When these machines pop out of the box, they will make a mesh network of their own, peer-to-peer. This is something initially developed at MIT and the Media Lab. We are also exploring ways to connect them to the backbone of the Internet at very low cost.

What can a $2000 laptop do that the $200 version cannot?

The XO laptop is built for learning and designed specifically with children in mind. Because of this, the features deemed most valuable for its purposes are as good (and in many cases, better) than comparable features on a $2000 laptop. For instance, the XO’s screen can be viewed as clearly as a newspaper in broad daylight, and the wireless range of the XO is several times longer than your average laptop. It’s also more rugged, resilient and power efficient than most other laptops on the market. While other features, such as power and speed, cannot compare to a $2000 machine, they meet the necessary requirements for learning.

How will these be distributed?

In the general case, the laptops will be sold to governments and issued to children by schools on a basis of one laptop per child; using this model, we began deployments around the world at the end of 2007. An additional allocation of machines has been used to seed the developer community, to enable a broader community of participation.

Who is the original design manufacturer (ODM) of the XO?

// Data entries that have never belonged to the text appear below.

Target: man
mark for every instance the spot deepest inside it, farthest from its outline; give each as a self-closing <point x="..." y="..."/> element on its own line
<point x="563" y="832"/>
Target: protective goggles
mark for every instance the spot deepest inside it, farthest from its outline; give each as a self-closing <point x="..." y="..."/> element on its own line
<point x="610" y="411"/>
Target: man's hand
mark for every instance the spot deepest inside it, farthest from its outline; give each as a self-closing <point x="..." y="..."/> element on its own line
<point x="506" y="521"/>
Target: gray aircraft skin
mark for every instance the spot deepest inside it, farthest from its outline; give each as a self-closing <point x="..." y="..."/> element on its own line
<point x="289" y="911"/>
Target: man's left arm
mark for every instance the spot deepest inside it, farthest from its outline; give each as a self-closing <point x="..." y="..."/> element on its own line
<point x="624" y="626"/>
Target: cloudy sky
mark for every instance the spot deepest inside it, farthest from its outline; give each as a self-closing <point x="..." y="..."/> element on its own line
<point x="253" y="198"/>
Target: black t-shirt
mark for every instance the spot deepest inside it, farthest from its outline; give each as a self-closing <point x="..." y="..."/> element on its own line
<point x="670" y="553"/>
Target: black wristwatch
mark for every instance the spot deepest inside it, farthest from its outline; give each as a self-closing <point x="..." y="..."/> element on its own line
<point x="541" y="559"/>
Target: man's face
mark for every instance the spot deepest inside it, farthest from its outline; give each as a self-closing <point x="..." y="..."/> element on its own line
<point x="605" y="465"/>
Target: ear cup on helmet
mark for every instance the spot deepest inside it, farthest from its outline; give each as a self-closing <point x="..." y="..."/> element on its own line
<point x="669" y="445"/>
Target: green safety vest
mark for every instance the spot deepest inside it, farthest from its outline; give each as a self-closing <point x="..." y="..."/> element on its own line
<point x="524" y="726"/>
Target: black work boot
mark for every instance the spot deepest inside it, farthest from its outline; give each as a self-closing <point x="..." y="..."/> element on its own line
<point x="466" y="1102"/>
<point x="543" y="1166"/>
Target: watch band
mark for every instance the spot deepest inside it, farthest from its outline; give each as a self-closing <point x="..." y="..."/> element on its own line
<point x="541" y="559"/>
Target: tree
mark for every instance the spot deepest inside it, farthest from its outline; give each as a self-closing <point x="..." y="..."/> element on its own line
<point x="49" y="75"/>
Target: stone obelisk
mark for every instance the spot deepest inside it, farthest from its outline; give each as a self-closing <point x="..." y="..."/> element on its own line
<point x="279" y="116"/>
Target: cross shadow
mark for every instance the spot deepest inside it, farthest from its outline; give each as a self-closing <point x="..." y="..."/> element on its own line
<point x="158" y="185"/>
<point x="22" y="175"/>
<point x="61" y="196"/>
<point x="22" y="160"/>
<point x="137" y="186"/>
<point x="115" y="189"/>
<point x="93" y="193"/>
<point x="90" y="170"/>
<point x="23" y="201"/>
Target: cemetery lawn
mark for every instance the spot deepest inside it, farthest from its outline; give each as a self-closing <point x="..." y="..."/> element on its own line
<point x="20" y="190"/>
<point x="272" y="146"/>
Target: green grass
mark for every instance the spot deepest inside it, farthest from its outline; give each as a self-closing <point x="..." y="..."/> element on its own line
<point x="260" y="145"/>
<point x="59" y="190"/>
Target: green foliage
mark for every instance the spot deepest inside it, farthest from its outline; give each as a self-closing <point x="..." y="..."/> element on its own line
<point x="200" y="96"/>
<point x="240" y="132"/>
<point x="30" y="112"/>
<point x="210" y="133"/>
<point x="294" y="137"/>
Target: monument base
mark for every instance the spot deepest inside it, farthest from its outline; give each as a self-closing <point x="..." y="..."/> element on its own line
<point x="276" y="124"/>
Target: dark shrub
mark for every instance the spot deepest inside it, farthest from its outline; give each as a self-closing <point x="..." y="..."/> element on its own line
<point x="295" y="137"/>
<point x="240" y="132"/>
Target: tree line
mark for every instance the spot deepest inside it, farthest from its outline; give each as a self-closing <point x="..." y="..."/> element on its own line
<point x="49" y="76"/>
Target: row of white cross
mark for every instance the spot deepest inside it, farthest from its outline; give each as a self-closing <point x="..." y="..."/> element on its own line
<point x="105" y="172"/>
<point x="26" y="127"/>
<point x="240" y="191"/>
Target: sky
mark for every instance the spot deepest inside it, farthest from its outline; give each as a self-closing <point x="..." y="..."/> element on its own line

Quanta Computer Inc. of Taiwan has been chosen as the original design manufacturer (ODM) for the XO project. The decision was made after the board reviewed bids from several possible manufacturing companies.

Quanta Computer Inc. was founded in 1988 in Taiwan. With over US $10 billion in sales, Quanta is the world’s largest manufacturer of laptop PCs; the company also manufactures mobile phones, LCD TVs, and servers and storage products. In addition, Quanta recently opened a new US $200 million R&D center, Quanta R&D Complex (QRDC), in Taiwan. The facility, which opened in Q3 of 2005, has 2.2 million square feet of floor space, and a capacity to house up to 7,000 engineers.

How is this initiative structured?

The XO is being developed by One Laptop per Child (OLPC), a Delaware-based, non-profit organization created by faculty members from the MIT Media Lab to design, manufacture, and distribute laptops that are sufficiently inexpensive to provide every child in the world access to knowledge and modern forms of education. OLPC is based on constructionist theories of learning pioneered by Seymour Papert and later Alan Kay, as well as the principles expressed in Nicholas Negroponte’s book Being Digital. The corporate members are Advanced Micro Devices (AMD), Brightstar, Chi Lin, eBay, Google, Marvell, News Corporation, Nortel, Quanta, Red Hat, and SES Astra.